I can see from reading others’ reviews that there are a lot of big fans of this Powell and Pressburger film, made in black-and-white and telling a wartime story of three people (pilgrims if you will) in Kent, a Women’s Land Army volunteer (Sheila Sim), and two sergeants (the British one played by Dennis Sim, the American by a real Sgt John Sweet). And to be fair by the end there were plenty of positive things to be said about it, but perhaps my own impressions were negatively affected by my first impressions, which are of the kind of British officers you get in contemporary films (and certainly in P&P productions) of clipped RP accents delivered peremptorily and with a fair dollop of condescension, competing for annoyance only with the (non-actor) American sergeant’s incomprehension at all the very British people around him treating him like dirt, until of course they finally relent and show some compassion. The plot, such as it is, revolves around a mysterious local putting glue in women’s hair, though this doesn’t remain a mystery for too long and is all resolved in a jolly and very English sort of understanding way (despite the unexamined underlying weird sexism of the whole thing). But this is a wartime film about people of different backgrounds coming together to learn something about what they are really united for, and if you’re willing to go along with that broadly patriotic premise (albeit executed without too much grandstanding insistence), then it’s a good film. It’s also — and this is perhaps key to my ultimate feeling of positivity towards the film in the end — absolutely gorgeously lit and photographed, with a deep focus and deep shadows, alongside shards of beautiful light punctuating each frame.
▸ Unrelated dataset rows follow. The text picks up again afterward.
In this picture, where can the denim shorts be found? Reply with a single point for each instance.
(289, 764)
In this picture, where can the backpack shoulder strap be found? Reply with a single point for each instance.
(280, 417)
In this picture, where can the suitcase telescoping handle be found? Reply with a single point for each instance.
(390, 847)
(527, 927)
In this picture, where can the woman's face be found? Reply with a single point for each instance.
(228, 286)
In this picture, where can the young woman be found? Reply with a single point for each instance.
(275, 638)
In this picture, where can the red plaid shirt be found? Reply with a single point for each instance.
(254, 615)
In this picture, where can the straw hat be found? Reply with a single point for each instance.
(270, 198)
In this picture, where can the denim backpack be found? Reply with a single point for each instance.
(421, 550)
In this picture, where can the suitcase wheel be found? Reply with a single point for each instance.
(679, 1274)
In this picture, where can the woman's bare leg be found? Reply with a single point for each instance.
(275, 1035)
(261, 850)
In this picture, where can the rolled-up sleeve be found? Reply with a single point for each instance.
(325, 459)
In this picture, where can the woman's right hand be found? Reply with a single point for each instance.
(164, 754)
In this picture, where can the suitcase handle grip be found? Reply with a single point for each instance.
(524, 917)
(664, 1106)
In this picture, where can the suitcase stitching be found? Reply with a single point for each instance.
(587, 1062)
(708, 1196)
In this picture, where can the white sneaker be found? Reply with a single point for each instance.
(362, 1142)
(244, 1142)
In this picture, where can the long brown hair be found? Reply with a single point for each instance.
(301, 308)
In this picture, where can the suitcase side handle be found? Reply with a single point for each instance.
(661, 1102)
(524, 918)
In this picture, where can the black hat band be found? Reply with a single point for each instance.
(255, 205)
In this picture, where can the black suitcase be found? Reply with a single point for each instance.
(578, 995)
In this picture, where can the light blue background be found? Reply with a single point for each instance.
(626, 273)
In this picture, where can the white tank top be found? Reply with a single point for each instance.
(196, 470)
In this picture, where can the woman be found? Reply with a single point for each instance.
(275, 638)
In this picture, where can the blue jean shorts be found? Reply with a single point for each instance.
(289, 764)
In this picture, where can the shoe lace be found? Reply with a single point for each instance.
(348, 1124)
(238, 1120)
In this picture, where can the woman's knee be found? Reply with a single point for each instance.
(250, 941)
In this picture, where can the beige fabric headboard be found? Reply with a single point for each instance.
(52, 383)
- When it was a box office failure in the UK, Powell re-edited the film heavily for the American market, dropping a lot of it, but also adding a prologue and epilogue with its American protagonist (Sgt Sweet) and his wife in NYC as he talks about Canterbury, then at the end, with her there, impressing upon her the closure he achieved in visiting. It’s a little heavy-handed, of course, rather eagerly over-explaining using stats why there was an American GI in England in the first place, which is probably why the distributor wanted it added.
- It’s a packed double-disc edition, with a number of featurettes about the film, but one of the key extras that contextualises the feature film within its era is Humphrey Jennings and Stewart McAllister’s short film Listen to Britain (1942), a poetic propaganda film, bold in its use of sound to evoke a sense of a country united in wartime. Of course, it’s a very particular sense of nationality (and watching this on Mubi, I get the sense in their programming that putting this the day after a more recent British short film in which British Pakistani identities are examined is a pointed move), but that doesn’t detract from the artistry. The sound comes from fragments of speech in social settings, from news broadcasts, songs, the sounds of nature and of course the background drone of the warplanes and of industry. It’s all very compelling and beautiful, in its way.
FILM REVIEW: Criterion Collection
Directors/Writers Michael Powell and Emeric Pressburger; Cinematographer Erwin Hillier; Starring Sheila Sim, Dennis Price, John Sweet, Eric Portman; Length 124 minutes.
Seen at home (DVD), London, Tuesday 28 July 2020.